To adequately cover such a venue, the main speaker stacks must be laid out to provide unusually wide coverage.
Electrotec sound system engineer Mike Gibney chose to set up the system in two stacks of 21 boxes each. The stacks were given a slight hemispherical curve out to the sides, and in towards the center of house (Figure 7). Low-end cabinets were arranged in columns of three, and mid/high cabinets put up in similar fashion.
The center of each stack comprised two columns of three low·end boxes apiece—quite a concentration of low-frequency energy in one spot. Since the distance between stacks was in excess of 60 feet, the monitor sidefill stacks were called upon to do double duty as center-house fill. Sidefills were placed slightly upstage of the front mike line, and angled across the downstage performing area, with their coverage pattern
hitting the center house seating sections.

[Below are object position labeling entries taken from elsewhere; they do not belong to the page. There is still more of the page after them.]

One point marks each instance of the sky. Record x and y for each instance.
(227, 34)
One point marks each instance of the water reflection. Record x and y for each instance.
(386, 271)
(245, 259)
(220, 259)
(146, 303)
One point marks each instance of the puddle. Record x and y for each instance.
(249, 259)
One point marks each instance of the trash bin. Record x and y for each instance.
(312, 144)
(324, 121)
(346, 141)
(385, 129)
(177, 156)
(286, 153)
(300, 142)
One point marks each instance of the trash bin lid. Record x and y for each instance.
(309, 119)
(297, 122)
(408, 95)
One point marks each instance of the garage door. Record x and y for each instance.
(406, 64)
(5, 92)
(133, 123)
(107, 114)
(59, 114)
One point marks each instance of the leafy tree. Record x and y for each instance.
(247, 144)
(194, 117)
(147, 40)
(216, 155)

Figure 7 (click to enlarge)
The San Diego concert was only the second show of the Roxy Music tour. Since the system was fresh out on the road from rehearsals, much time was spent during the afternoon before sound check carrying out basic road preparation: cables were labeled, case packing charts prepared, and loose hardware tightened.

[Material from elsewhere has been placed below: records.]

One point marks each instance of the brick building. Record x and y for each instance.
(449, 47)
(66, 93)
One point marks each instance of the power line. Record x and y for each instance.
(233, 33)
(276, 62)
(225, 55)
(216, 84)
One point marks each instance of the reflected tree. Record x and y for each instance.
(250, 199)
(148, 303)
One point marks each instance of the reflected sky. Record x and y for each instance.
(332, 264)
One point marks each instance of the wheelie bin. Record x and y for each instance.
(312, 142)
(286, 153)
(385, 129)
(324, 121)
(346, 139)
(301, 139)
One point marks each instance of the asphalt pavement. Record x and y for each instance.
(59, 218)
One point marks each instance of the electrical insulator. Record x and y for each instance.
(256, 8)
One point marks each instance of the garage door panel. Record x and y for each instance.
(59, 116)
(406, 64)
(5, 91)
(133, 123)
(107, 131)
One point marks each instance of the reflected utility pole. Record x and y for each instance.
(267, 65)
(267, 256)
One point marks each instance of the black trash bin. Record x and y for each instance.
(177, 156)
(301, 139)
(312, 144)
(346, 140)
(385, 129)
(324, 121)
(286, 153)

According to Gibney, basic system maintenance never ends when a system is on tour. “Every day there are things to watch for, gear to check on,” he says. “For instance, right now I am tracking down a hum in the house system, which is not normally present with this gear. There seems to be a ground loop occurring at the interface between the house and monitor consoles (splitter box), and it is a trial-and-error process to isolate and correct the problem.”
As Gibney got the main stacks in the air and hunted down the few inevitable bugs, Electrotec engineer Chris Amison tuned the system for the band’s engineer, and then proceeded to start the stage input hookup.
Roxy Music features vocalist Bryan Ferry and saxophonist Andy Mackay, both of whom worked the downstage area. Ferry’s vocal mike was a Shure SM-78, while the sax was picked up with two inputs: an AKG D224E was fed into a small Yamaha self-contained 6-channel mixer, sweetened with a Roland Space Echo, and fed through Yamaha speaker cabinets, one of which was miked. Additionally, a wireless unit was taken as a direct input for a clean, unprocessed signal.
Electric guitar amps were miked with Shure SM-57s, while the bass guitar was taken as a direct input, as were the keyboards. A Yamaha 12-channel mixer received signal input from Guy Fletcher’s two Roland Jupiter synthesizers, Solina string synthesizer, Korg organ, Yamaha CP-80 electric piano, and Wurlitzer electric piano.
The resultant mix was processed through a Roland SDE-2000 delay unit, and then sent to the house and monitor consoles. Additionally, a direct input was taken on each individual keyboard instrument to ensure clean signals at the desks.
Figure 8 (click to enlarge)
Roxy Music’s stage set this time out contained a generous amount of percussion, as can be seen in Figure 8. Andy Newmark’s large drum set, complete with gong, was picked up with two overhead AKG C414EB condenser mikes. Toms were miked individually with Sennheiser MD421s. and the kick received an Electro-Voice RE-20. The snare was miked from the top with a Shure SM-57, and hi-hat cymbals given an AKG C451 E. The auxiliary percussionists’ congas, roto-tom, chimes, and bells were picked up with a pair of Beyer M160 mikes.
A three-way splitter with individual ground-lift switching on each input line passed the signal to the house and monitor consoles, leaving one split available for broadcast pick up or recording. Model 8226 AMP brand connectors on 11-pair multicable carried the microphone signals to the splitter box from satellite plug·in boxes distributed around the performing area. These boxes were designed with an extra female connector on the end, so that boxes could be “daisy-chained” for additional length when needed.